Comparison with other innate immunity and immunocompetence traits in pigs
Several previous studies have estimated genetic parameters of immune traits in blood and provided a genetic framework for potential immune options in pigs [59,60,61]. Clapperton et al. [59, 60] showed that several traits measured in blood (white blood cells and peripheral blood mononuclear leucocyte subsets) that are related to the innate and adaptive immunity, are heritable and genetically negatively correlated with growth performance under different health status conditions. This suggests that these immune traits could be the potential genetic predictors of performance under different health conditions, which agrees to some extent with our results for NAb. In a review on piglet survival, Heuß et al.  argued that it is necessary to investigate the relationship of immune parameters with the robustness, survival, and performance. Our study offers insights into the genetic relationships between immune traits measured in young healthy pigs and disease resilience and production traits under disease, including survival and performance.

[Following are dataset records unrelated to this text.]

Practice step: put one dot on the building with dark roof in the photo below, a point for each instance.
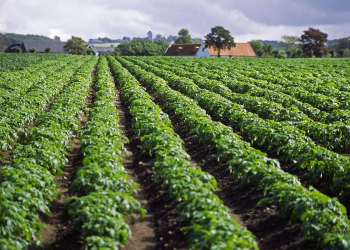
(100, 51)
(12, 47)
(199, 50)
(182, 49)
(94, 41)
(56, 47)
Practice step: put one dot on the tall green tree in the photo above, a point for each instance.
(288, 42)
(184, 37)
(314, 41)
(220, 39)
(3, 42)
(256, 45)
(140, 47)
(75, 45)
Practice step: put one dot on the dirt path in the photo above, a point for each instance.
(270, 229)
(161, 229)
(59, 222)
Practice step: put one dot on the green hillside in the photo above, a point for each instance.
(17, 38)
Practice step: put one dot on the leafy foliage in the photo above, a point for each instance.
(220, 39)
(323, 219)
(27, 184)
(191, 188)
(101, 213)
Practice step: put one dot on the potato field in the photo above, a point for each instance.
(174, 153)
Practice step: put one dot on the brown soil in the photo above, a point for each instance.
(143, 235)
(161, 228)
(271, 229)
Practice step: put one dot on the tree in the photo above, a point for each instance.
(280, 54)
(3, 42)
(314, 42)
(256, 45)
(288, 42)
(220, 39)
(18, 50)
(140, 47)
(184, 37)
(75, 45)
(89, 51)
(32, 50)
(294, 52)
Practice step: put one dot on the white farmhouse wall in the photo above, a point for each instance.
(202, 51)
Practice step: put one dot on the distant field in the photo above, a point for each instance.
(105, 44)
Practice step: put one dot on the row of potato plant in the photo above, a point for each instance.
(23, 109)
(14, 61)
(27, 184)
(24, 79)
(334, 136)
(323, 165)
(299, 91)
(208, 222)
(240, 83)
(324, 220)
(328, 86)
(102, 212)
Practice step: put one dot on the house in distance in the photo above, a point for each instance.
(199, 50)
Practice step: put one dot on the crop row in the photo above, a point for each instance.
(27, 184)
(17, 112)
(334, 136)
(239, 83)
(324, 165)
(101, 213)
(309, 78)
(12, 62)
(323, 219)
(208, 222)
(24, 79)
(323, 101)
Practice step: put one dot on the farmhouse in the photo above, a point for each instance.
(11, 48)
(100, 51)
(199, 50)
(56, 47)
(94, 41)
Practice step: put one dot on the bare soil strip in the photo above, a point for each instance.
(59, 222)
(270, 229)
(161, 228)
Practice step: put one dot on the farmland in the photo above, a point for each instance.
(174, 153)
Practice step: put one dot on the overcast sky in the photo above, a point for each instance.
(245, 19)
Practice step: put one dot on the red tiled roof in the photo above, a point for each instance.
(241, 49)
(183, 50)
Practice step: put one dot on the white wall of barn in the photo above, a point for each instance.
(202, 51)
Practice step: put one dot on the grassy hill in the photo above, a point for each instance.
(17, 38)
(106, 44)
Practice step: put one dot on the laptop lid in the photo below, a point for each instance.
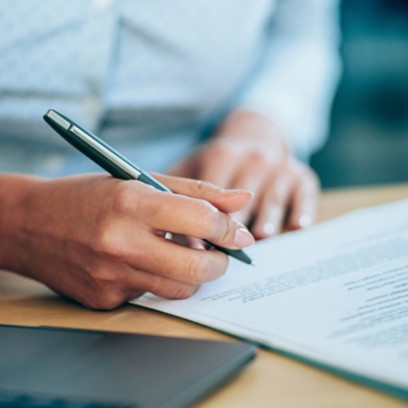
(64, 367)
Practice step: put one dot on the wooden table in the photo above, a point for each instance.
(270, 381)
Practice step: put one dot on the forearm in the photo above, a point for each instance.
(14, 197)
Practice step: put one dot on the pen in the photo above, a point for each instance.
(113, 162)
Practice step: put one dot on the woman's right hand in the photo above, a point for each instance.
(101, 241)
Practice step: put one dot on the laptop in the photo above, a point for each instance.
(53, 367)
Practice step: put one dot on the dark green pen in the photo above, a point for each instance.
(113, 162)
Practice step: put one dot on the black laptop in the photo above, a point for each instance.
(50, 367)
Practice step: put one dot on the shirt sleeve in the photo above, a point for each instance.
(295, 81)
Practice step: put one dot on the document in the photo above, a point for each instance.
(335, 295)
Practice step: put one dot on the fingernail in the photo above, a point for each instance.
(305, 221)
(269, 228)
(243, 238)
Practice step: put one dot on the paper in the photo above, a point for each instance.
(336, 295)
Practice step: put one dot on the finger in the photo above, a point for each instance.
(225, 200)
(218, 163)
(272, 206)
(304, 200)
(189, 216)
(252, 177)
(136, 282)
(170, 260)
(186, 168)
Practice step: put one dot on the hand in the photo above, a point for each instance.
(101, 240)
(249, 152)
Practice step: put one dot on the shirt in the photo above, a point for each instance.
(155, 78)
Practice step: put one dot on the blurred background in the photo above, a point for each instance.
(368, 141)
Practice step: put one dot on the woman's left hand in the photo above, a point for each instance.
(249, 152)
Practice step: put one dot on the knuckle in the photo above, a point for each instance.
(123, 197)
(184, 291)
(207, 219)
(197, 269)
(257, 158)
(107, 242)
(201, 187)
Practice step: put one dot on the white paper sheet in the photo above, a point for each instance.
(336, 294)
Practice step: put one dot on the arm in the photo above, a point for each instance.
(101, 241)
(295, 82)
(283, 113)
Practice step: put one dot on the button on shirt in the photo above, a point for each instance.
(154, 78)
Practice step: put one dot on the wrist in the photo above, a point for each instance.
(15, 191)
(245, 124)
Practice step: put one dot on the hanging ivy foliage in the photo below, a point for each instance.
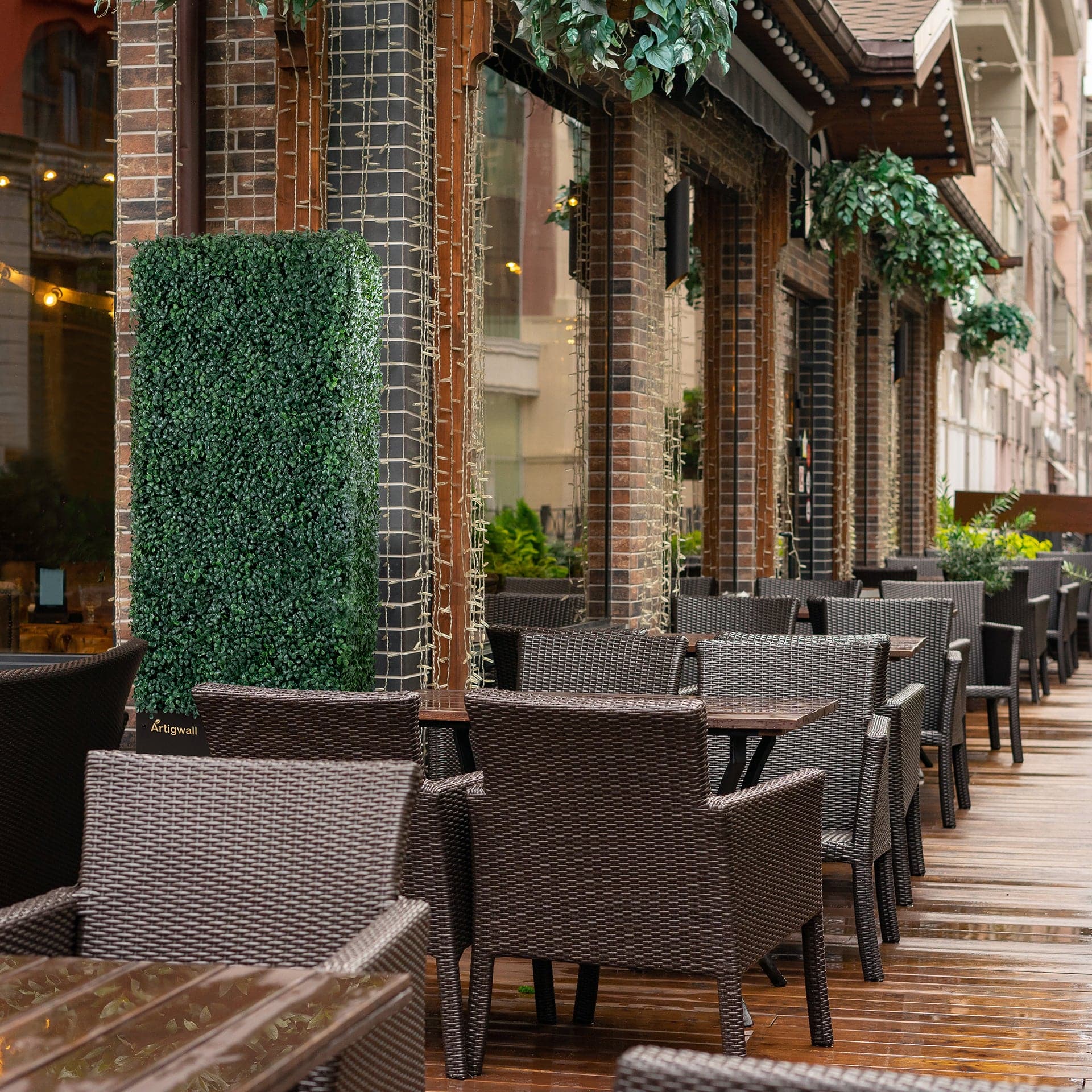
(915, 239)
(982, 327)
(648, 41)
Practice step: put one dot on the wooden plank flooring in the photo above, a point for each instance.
(993, 977)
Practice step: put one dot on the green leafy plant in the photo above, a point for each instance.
(915, 241)
(979, 549)
(648, 41)
(983, 326)
(256, 384)
(516, 545)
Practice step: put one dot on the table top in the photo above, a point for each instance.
(109, 1024)
(723, 715)
(902, 648)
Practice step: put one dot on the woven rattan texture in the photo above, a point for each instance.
(659, 1069)
(49, 719)
(236, 860)
(660, 876)
(601, 662)
(547, 612)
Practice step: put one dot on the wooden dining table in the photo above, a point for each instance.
(738, 719)
(110, 1024)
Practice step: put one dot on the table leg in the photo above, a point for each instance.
(737, 759)
(758, 760)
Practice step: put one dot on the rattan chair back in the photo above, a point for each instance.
(662, 1069)
(546, 612)
(849, 669)
(968, 597)
(313, 725)
(238, 861)
(926, 566)
(737, 614)
(929, 618)
(807, 589)
(543, 586)
(51, 718)
(603, 661)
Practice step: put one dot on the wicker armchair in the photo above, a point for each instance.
(646, 873)
(993, 668)
(311, 725)
(205, 860)
(850, 746)
(938, 671)
(543, 586)
(49, 719)
(546, 612)
(928, 567)
(660, 1069)
(1014, 607)
(696, 586)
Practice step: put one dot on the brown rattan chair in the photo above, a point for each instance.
(49, 719)
(545, 612)
(309, 725)
(660, 1069)
(993, 668)
(850, 746)
(205, 860)
(647, 872)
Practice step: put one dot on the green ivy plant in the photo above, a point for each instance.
(983, 326)
(256, 422)
(648, 41)
(915, 239)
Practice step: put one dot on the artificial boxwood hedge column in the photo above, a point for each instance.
(256, 387)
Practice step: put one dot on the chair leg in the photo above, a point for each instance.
(452, 1020)
(588, 992)
(915, 847)
(815, 983)
(947, 789)
(733, 1039)
(481, 998)
(545, 1006)
(886, 900)
(995, 730)
(1016, 737)
(864, 912)
(962, 776)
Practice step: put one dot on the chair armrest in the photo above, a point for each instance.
(45, 925)
(907, 713)
(396, 941)
(1000, 655)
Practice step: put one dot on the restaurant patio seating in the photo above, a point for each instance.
(551, 612)
(49, 719)
(662, 1069)
(1014, 607)
(578, 861)
(205, 860)
(938, 669)
(311, 725)
(850, 745)
(543, 586)
(993, 667)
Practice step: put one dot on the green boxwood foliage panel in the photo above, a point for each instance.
(256, 386)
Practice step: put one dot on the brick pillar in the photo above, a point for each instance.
(625, 508)
(146, 209)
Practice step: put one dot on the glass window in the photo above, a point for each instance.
(57, 345)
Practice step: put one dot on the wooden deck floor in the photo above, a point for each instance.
(993, 977)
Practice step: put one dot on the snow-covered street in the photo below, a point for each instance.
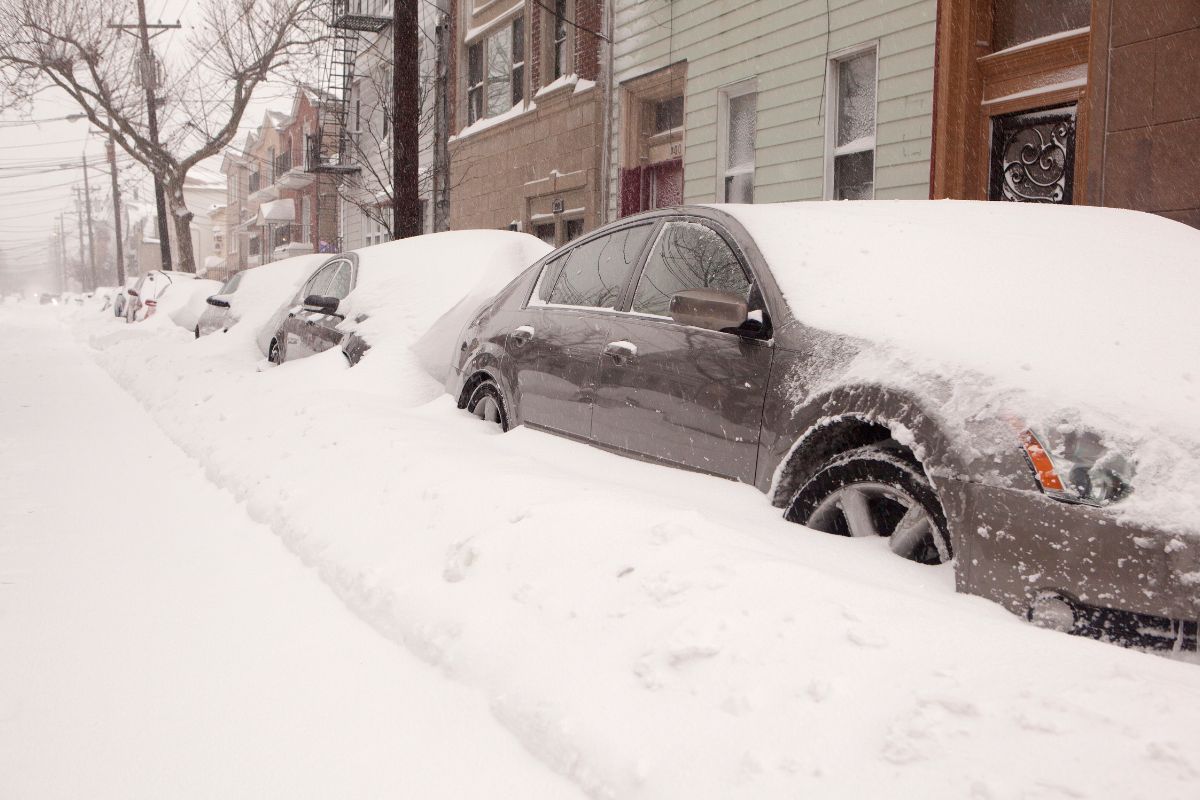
(495, 615)
(157, 643)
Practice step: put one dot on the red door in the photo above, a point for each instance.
(657, 186)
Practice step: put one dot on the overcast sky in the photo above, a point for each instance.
(30, 203)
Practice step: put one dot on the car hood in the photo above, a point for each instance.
(1049, 316)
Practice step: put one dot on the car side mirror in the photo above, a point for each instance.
(322, 304)
(713, 310)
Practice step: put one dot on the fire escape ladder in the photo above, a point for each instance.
(330, 149)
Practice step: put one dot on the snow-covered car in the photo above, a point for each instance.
(423, 310)
(145, 294)
(975, 383)
(186, 312)
(364, 296)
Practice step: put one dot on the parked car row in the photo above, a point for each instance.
(850, 362)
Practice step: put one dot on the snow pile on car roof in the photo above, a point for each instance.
(415, 295)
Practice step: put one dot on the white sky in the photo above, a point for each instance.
(30, 204)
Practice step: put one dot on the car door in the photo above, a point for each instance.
(574, 305)
(681, 394)
(322, 326)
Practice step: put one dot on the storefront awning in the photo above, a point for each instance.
(276, 211)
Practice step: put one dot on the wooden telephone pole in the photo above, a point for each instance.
(149, 80)
(406, 113)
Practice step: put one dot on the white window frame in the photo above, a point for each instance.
(724, 95)
(481, 37)
(832, 101)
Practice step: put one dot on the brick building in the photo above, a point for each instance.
(527, 108)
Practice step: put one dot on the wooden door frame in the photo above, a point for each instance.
(972, 84)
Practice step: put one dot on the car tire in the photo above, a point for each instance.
(486, 402)
(876, 491)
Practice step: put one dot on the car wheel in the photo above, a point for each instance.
(876, 492)
(487, 403)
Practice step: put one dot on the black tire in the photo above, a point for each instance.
(486, 402)
(883, 486)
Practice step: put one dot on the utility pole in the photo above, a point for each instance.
(442, 126)
(79, 215)
(149, 80)
(91, 240)
(117, 212)
(406, 112)
(63, 256)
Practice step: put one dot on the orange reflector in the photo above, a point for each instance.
(1042, 464)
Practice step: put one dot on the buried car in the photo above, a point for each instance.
(144, 296)
(894, 371)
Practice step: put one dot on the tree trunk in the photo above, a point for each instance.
(181, 218)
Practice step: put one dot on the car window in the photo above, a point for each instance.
(597, 271)
(319, 283)
(340, 282)
(687, 256)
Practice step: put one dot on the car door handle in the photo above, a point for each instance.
(621, 350)
(522, 335)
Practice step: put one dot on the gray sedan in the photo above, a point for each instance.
(666, 337)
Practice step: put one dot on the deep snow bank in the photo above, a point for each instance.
(649, 632)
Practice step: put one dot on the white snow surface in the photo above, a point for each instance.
(1049, 314)
(647, 632)
(155, 642)
(197, 293)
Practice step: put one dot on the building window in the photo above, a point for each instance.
(850, 152)
(738, 109)
(375, 230)
(562, 56)
(1017, 22)
(496, 72)
(547, 233)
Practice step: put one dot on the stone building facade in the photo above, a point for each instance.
(527, 116)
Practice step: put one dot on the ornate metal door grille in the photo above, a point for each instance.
(1033, 156)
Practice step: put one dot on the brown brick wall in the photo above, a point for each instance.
(588, 14)
(516, 169)
(1145, 103)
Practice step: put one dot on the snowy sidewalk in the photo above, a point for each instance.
(156, 643)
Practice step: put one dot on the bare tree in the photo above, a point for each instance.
(203, 91)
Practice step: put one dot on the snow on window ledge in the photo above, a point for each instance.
(492, 121)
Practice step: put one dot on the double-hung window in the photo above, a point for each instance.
(850, 152)
(738, 108)
(562, 58)
(496, 72)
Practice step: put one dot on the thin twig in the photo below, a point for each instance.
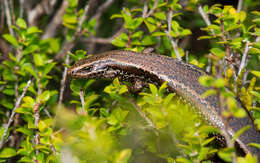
(82, 99)
(153, 8)
(63, 81)
(67, 46)
(205, 18)
(17, 104)
(8, 17)
(145, 8)
(45, 6)
(243, 62)
(174, 45)
(239, 6)
(56, 21)
(224, 38)
(97, 17)
(21, 8)
(207, 21)
(36, 110)
(103, 40)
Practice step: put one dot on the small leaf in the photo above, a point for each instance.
(7, 152)
(254, 145)
(240, 131)
(30, 49)
(33, 29)
(21, 23)
(218, 52)
(45, 96)
(208, 93)
(153, 89)
(38, 59)
(160, 15)
(123, 156)
(256, 73)
(11, 39)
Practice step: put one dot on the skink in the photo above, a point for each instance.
(181, 78)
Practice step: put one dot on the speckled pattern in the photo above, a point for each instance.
(181, 78)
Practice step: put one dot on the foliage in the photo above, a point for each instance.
(111, 124)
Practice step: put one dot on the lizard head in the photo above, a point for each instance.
(92, 68)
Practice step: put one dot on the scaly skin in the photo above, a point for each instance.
(181, 78)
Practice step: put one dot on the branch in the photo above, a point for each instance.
(243, 62)
(239, 6)
(8, 17)
(82, 99)
(174, 45)
(21, 8)
(17, 104)
(205, 18)
(63, 81)
(56, 21)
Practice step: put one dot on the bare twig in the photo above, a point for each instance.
(82, 99)
(56, 21)
(36, 110)
(243, 62)
(8, 17)
(145, 9)
(97, 16)
(17, 104)
(153, 8)
(67, 46)
(174, 45)
(63, 81)
(45, 6)
(21, 8)
(103, 40)
(239, 6)
(205, 18)
(224, 38)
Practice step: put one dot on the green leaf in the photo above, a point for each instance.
(7, 152)
(9, 92)
(11, 39)
(256, 73)
(226, 154)
(48, 68)
(240, 131)
(21, 23)
(153, 89)
(28, 67)
(45, 96)
(123, 156)
(160, 15)
(151, 27)
(209, 93)
(29, 101)
(248, 159)
(30, 49)
(33, 29)
(217, 52)
(38, 60)
(220, 83)
(6, 103)
(116, 16)
(25, 131)
(121, 40)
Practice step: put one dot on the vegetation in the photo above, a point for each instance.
(47, 117)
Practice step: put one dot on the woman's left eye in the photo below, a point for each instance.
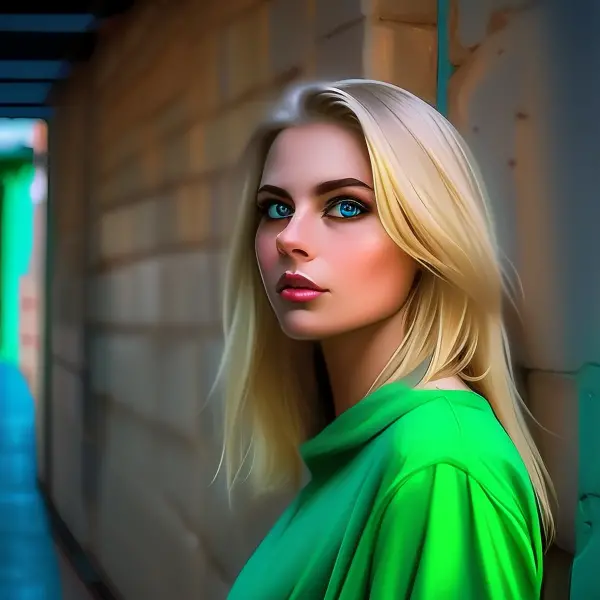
(345, 209)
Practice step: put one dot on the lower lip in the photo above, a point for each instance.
(299, 294)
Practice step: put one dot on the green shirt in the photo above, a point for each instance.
(414, 494)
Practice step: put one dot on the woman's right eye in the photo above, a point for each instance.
(278, 210)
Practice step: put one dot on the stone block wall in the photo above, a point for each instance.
(143, 148)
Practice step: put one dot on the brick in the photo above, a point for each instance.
(341, 55)
(290, 32)
(333, 15)
(176, 156)
(146, 277)
(193, 213)
(226, 198)
(422, 12)
(217, 150)
(247, 52)
(187, 282)
(146, 217)
(204, 88)
(404, 55)
(196, 148)
(179, 386)
(167, 219)
(241, 123)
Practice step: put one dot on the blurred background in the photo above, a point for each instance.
(122, 124)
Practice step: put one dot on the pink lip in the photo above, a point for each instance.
(299, 294)
(297, 288)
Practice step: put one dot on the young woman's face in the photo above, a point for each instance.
(327, 264)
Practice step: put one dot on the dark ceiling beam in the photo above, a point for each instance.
(46, 46)
(25, 112)
(4, 80)
(46, 7)
(109, 8)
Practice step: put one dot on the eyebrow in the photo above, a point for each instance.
(322, 188)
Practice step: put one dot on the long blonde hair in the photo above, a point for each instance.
(432, 203)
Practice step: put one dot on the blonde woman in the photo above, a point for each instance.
(365, 340)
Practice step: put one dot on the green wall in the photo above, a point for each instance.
(16, 243)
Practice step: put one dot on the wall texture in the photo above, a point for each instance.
(142, 150)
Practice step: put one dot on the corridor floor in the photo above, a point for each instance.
(29, 564)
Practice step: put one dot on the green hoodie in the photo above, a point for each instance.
(414, 494)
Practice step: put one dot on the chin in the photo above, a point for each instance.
(305, 326)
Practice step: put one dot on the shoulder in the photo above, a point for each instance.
(456, 428)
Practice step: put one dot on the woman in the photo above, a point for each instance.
(364, 338)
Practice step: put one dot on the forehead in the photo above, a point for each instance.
(315, 153)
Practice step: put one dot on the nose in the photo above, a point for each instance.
(295, 239)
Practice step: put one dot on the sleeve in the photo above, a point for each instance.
(441, 537)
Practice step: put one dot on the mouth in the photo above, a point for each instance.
(298, 288)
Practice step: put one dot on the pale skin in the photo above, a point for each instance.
(319, 220)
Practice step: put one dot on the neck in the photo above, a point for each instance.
(354, 360)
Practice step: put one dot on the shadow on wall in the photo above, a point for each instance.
(28, 563)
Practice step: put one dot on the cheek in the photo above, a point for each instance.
(266, 251)
(376, 268)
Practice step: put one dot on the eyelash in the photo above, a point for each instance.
(264, 206)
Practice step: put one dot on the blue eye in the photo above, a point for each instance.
(278, 210)
(346, 209)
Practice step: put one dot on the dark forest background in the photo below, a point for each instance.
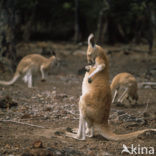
(112, 21)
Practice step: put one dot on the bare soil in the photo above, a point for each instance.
(52, 106)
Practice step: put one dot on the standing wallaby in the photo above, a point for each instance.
(95, 102)
(29, 65)
(129, 83)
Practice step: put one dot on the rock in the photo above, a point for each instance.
(148, 135)
(7, 102)
(37, 144)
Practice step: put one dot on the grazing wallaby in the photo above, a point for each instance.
(28, 65)
(129, 83)
(95, 102)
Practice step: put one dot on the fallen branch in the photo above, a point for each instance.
(23, 123)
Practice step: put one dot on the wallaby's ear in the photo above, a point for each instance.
(91, 40)
(53, 53)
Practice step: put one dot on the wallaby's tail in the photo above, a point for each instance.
(14, 79)
(108, 134)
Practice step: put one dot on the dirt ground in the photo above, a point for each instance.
(52, 106)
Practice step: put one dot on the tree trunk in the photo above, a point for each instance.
(102, 21)
(77, 29)
(7, 30)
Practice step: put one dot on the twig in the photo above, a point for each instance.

Limitations of natural polymicrobial disease challenge
The disease challenge model used here was designed to mimic a severe disease challenge on commercial farms with multiple pathogens, to maximize the expression of disease resilience. Because of seasonal effects, necessary veterinary interventions, and the dynamic nature of natural transmission of pathogens in a barn, pathogen exposure was not constant from batch to batch, similar to a commercial situation, where pathogen profiles varies widely between farms and over time within a farm. However, by evaluating pigs from multiple batches, the relationships identified in this study are expected to be robust to the specific level and nature of pathogen exposure. Also, because of the polymicrobial dynamic disease pressure, there was little value in determining the cause of each death.